RITAGLI    L’intuito di Francesco    DOCUMENTI
sull’incarnazione di Gesù

Elio Guerriero
("Avvenire", 3/10/’07)

«Vorrei vedere con gli occhi del corpo i disagi in cui si è trovato Gesù per la mancanza delle cose necessarie a un neonato, come fu adagiato in una greppia e come giaceva sul fieno fra il bue e l’asinello». La richiesta rivolta da San Francesco all’amico Giovanni di Greccio si poneva in continuità con il desiderio che aveva spinto il santo a recarsi pellegrino in Terra Santa, andava al cuore del prologo del Vangelo di Giovanni cercando la vicinanza con il corpo appena nato del Figlio di Dio. Il santo percepiva difatti che l’incarnazione del Figlio non si era conclusa con la morte di Gesù, ma avviava una forma nuova di presenza di Dio nella storia per la quale i fedeli di ogni tempo possono accostarsi al Figlio, contemplare la sua umiltà e la sua bellezza che si rispecchia sul volto di ogni uomo.
L’intuizione di Francesco – la cui festa ricorre domani – era all’origine del presepe, del tentativo tanto amato dai fedeli di conoscere le condizioni di vita in cui Gesù venne nel mondo. Dal corpo del Bambino l’attenzione dei fedeli si spostava alla vita quotidiana, ai pastori, al bue e all’asino, alla vita dei più deboli, in ogni tempo bisognosi di cura e affetto. Secondo i critici d’arte, il desiderio semplice e intenso di Francesco avviava il modo nuovo del dipingere italico. Là dove l’iconografia bizantina poneva l’accento sul trionfo di Cristo, sulla sua risurrezione e ascesa al cielo, l’arte italica focalizzava la sua attenzione sull’umanità di Gesù e di quanti gli erano vicini.
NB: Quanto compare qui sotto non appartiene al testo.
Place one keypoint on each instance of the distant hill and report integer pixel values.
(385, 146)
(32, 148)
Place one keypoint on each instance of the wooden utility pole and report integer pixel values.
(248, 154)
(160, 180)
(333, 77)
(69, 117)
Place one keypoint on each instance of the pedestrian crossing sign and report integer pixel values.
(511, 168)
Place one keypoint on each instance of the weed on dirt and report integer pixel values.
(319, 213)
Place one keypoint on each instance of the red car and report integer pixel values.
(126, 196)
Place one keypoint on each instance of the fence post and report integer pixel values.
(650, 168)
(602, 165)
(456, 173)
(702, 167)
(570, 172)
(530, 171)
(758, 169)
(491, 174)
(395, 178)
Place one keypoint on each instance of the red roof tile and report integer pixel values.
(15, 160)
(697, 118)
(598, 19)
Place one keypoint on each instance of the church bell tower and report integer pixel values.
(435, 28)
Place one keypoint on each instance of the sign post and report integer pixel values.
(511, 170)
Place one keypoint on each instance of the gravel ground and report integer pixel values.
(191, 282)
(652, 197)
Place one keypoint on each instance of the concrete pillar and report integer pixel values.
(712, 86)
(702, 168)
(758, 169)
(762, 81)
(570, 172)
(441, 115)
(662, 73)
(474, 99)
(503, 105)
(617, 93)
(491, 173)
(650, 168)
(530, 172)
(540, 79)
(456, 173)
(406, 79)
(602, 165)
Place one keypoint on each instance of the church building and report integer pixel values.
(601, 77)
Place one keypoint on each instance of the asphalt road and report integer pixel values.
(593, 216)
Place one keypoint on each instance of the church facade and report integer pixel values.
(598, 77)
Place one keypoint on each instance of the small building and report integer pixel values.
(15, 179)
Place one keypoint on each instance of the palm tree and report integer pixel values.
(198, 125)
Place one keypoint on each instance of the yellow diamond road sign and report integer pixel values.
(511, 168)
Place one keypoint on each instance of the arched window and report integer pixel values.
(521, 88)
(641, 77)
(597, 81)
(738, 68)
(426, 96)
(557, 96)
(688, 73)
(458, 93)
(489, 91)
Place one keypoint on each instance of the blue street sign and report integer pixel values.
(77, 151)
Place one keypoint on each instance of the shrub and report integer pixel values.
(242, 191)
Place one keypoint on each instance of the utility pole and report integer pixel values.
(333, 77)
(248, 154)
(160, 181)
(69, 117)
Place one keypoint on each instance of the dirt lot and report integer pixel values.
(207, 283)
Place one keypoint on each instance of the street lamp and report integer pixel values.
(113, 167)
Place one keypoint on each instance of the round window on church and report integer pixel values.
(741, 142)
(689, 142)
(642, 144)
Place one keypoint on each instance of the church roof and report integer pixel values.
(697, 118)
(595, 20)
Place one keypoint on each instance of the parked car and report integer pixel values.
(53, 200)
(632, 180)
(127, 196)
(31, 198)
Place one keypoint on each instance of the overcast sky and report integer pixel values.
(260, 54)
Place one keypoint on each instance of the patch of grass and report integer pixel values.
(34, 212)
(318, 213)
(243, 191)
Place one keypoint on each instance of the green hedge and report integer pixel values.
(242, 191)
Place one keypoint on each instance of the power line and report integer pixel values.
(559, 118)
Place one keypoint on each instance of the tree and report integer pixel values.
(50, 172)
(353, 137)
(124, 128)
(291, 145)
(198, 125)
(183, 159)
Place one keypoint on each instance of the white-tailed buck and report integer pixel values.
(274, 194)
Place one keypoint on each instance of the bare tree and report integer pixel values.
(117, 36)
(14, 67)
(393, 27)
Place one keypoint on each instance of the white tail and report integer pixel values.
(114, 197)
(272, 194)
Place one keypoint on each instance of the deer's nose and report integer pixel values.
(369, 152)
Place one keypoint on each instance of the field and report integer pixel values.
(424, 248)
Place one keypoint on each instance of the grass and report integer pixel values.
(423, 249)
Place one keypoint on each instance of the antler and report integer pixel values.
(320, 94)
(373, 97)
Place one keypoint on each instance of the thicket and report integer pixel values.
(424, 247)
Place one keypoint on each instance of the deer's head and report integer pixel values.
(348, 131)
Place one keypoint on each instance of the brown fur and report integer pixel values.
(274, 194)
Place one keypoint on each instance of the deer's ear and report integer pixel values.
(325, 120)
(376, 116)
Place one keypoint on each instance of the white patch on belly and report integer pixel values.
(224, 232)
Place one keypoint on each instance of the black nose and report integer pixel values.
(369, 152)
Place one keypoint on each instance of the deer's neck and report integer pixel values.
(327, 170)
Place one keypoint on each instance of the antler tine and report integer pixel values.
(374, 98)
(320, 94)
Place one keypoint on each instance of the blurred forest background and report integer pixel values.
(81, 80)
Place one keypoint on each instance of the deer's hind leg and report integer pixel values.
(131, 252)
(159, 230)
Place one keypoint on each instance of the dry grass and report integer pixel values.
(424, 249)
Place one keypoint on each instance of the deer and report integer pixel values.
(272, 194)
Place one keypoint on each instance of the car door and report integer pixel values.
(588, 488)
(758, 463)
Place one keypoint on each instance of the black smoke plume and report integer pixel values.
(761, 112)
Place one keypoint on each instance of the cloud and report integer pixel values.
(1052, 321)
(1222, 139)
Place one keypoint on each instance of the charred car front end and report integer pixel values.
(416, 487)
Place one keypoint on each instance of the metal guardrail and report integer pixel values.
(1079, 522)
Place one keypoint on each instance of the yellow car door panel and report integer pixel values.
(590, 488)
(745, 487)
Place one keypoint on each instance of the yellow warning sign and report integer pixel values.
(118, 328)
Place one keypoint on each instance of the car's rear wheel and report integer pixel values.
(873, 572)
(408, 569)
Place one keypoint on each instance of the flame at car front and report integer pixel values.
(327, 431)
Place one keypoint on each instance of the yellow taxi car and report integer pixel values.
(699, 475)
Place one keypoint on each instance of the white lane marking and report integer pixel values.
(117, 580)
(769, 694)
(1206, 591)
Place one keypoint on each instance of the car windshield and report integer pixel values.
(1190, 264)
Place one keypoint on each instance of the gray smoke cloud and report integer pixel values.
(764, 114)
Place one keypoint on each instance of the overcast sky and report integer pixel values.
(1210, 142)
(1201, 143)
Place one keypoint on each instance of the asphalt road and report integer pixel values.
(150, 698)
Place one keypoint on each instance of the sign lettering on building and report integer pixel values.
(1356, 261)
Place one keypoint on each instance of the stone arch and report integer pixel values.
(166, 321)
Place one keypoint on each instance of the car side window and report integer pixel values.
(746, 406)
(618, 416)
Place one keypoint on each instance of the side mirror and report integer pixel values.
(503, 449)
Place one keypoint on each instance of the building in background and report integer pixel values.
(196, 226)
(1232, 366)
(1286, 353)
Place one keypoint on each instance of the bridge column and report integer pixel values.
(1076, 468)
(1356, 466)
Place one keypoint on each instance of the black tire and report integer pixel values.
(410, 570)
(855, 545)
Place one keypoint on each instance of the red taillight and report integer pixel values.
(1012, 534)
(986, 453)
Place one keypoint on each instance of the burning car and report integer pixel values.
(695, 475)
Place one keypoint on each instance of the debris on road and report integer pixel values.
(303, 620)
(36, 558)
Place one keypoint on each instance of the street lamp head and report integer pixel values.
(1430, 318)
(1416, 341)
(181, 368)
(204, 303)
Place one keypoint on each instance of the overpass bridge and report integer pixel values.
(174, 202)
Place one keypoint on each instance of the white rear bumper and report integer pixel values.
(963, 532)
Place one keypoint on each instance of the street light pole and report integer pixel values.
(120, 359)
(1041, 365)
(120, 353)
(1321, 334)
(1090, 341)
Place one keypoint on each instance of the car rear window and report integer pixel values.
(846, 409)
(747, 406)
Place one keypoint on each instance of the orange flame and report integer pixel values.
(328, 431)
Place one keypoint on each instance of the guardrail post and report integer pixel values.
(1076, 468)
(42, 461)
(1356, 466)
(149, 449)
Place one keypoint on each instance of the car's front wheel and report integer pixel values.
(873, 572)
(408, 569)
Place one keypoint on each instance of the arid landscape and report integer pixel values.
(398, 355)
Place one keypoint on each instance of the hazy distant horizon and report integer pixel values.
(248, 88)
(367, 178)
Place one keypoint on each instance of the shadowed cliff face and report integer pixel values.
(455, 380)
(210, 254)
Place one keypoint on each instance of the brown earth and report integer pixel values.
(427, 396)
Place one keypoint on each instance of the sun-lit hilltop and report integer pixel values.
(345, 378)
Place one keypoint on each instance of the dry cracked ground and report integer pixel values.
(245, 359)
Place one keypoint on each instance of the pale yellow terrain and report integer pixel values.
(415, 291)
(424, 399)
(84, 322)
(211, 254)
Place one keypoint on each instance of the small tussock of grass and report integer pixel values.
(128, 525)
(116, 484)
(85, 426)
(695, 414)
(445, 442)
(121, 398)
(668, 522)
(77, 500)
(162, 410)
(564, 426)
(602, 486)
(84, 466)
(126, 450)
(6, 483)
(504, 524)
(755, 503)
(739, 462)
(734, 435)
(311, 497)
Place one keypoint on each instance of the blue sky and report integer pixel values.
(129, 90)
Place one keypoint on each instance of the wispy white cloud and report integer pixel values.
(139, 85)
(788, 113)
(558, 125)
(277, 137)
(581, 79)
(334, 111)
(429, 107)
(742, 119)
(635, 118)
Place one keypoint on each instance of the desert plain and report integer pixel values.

Nella Basilica superiore di Assisi come nella Cappella degli Scrovegni a Padova Giotto mostra di aver compreso che dal corpo di Cristo si riversa su Francesco, sui suoi discepoli, sugli animali e sul paesaggio una luce di trasfigurazione che ricopre il creato, rendendolo nuovamente innocente, gradito a Dio. Lo stupore di fronte a tanta bellezza aprì la via al Rinascimento quando gli artisti ritraevano il corpo forte e attraente, ansioso di "cimento" e di libertà. La peste e le guerre di religione costrinsero a guardare nuovamente a corpi privi di ornamento e di beltà. San Vincenzo de’ Paoli organizzò l’aiuto agli indigenti rivelando nello stesso tempo che ogni uomo è povero, affidato alla misericordia di Dio. Nel 1800 la "rivoluzione industriale" dava forme e contorni nuovi alla povertà che diveniva una questione dell’intera società. La Chiesa elaborò allora la "dottrina sociale", soprattutto con i suoi santi individuò nuove frontiere della solidarietà aperta ai malati e ai disabili. L’ultimo traguardo ci avvicina alle problematiche dei nostri giorni. Obbedendo ad una precisa chiamata dello Spirito, la
beata Madre Teresa di Calcutta volle anzitutto proteggere e accompagnare la fragilità degli uomini al tramonto. Con il trascorrere degli anni, tuttavia, l’attenzione della beata si volse agli inizi della vita esposta a rischio per la possibilità del rifiuto. Ella ha lasciato in eredità alla Chiesa un atteggiamento di protezione materna verso l’inizio e la conclusione della vita, nei momenti di estrema fragilità dell’uomo. La Chiesa si trova così sulla scia di San Francesco, riconoscendo vicinanza e parentela tra il corpo di Gesù incarnato e il corpo di ogni uomo, cui l’incarnazione del Figlio di Dio dona dignità non "alienabile" e speranza di vita eterna.